初めはまだ夢の中へ向かって行こうとしていた段階でしたが、今度は夢の中にすでに入っている状況であることを示しているのではないでしょうか。
夢を持った瞬間から、その人の夢への道はもう始まっています。
どんなに届かないと思える夢でも、今という時の延長線上に願う夢はあるのだと思えば頑張る力が湧いてきますね。
この楽曲のテーマは希望。
現実はつらく過酷でも、未来への希望を持って歩むことの大切さを教えてくれます。
「明日への手紙」は心をほぐす究極の癒しソング
手嶌葵の『明日への手紙』は、切ない音楽と癒しの歌声で心をほぐしてくれるバラードです。
毎日を懸命に生きるすべての人の苦しみや悲しみに優しく寄り添い、そっと背中を押してくれるような歌詞に思わず涙が零れる人も多いはず。

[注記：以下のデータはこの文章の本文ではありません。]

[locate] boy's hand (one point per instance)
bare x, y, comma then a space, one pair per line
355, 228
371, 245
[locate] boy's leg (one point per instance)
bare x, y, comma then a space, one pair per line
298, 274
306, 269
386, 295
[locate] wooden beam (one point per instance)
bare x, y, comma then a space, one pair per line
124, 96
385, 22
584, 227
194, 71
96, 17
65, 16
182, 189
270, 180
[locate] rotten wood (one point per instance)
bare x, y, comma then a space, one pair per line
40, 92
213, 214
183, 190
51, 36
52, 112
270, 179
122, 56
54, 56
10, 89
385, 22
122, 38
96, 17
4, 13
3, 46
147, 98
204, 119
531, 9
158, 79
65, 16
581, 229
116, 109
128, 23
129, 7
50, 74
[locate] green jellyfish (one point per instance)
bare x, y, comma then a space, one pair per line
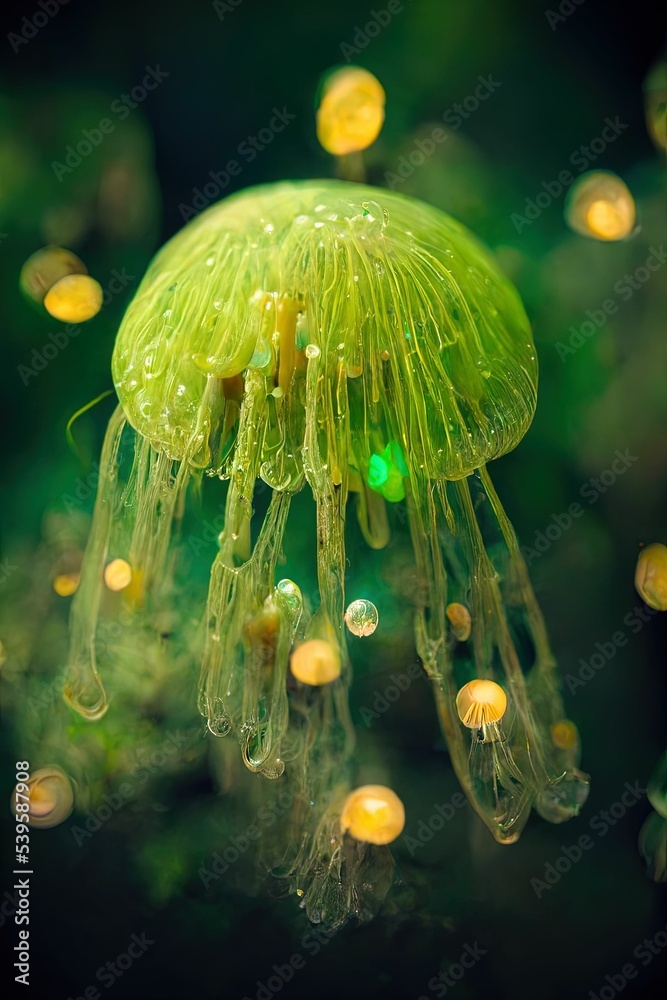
360, 345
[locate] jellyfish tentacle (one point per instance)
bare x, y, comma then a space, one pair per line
84, 690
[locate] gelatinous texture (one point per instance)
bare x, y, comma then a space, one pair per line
351, 112
358, 273
361, 617
50, 797
600, 206
74, 299
341, 340
651, 576
480, 703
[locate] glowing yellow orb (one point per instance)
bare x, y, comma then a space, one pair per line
481, 702
117, 574
651, 576
315, 662
74, 299
65, 584
600, 206
45, 267
50, 798
564, 734
351, 113
459, 619
373, 814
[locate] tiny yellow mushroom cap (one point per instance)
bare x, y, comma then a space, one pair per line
351, 113
459, 619
44, 268
74, 299
50, 798
600, 206
65, 584
117, 574
564, 734
481, 702
315, 662
374, 814
651, 576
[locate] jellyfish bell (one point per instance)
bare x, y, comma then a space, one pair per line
460, 621
373, 814
481, 703
44, 268
347, 341
651, 576
351, 111
599, 205
76, 298
315, 662
50, 797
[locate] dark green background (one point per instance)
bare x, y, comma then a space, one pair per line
557, 87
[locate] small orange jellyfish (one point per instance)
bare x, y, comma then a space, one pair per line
481, 702
351, 112
44, 268
651, 576
599, 205
76, 298
49, 795
117, 574
315, 662
564, 734
373, 814
459, 619
65, 584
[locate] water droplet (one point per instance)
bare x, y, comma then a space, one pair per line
361, 617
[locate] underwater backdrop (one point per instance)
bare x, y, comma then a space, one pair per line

YouTubeで配信されているドラマとリンクさせたミュージックビデオでは、ドラマ本編へと繋がる言わばエピソード0のシーンが描かれています。
ドラマファンならより心に沁みることでしょう。
ふと疲れた時や人生に悩む時、きっと『明日への手紙』が明日からの自分の支えになってくれますよ。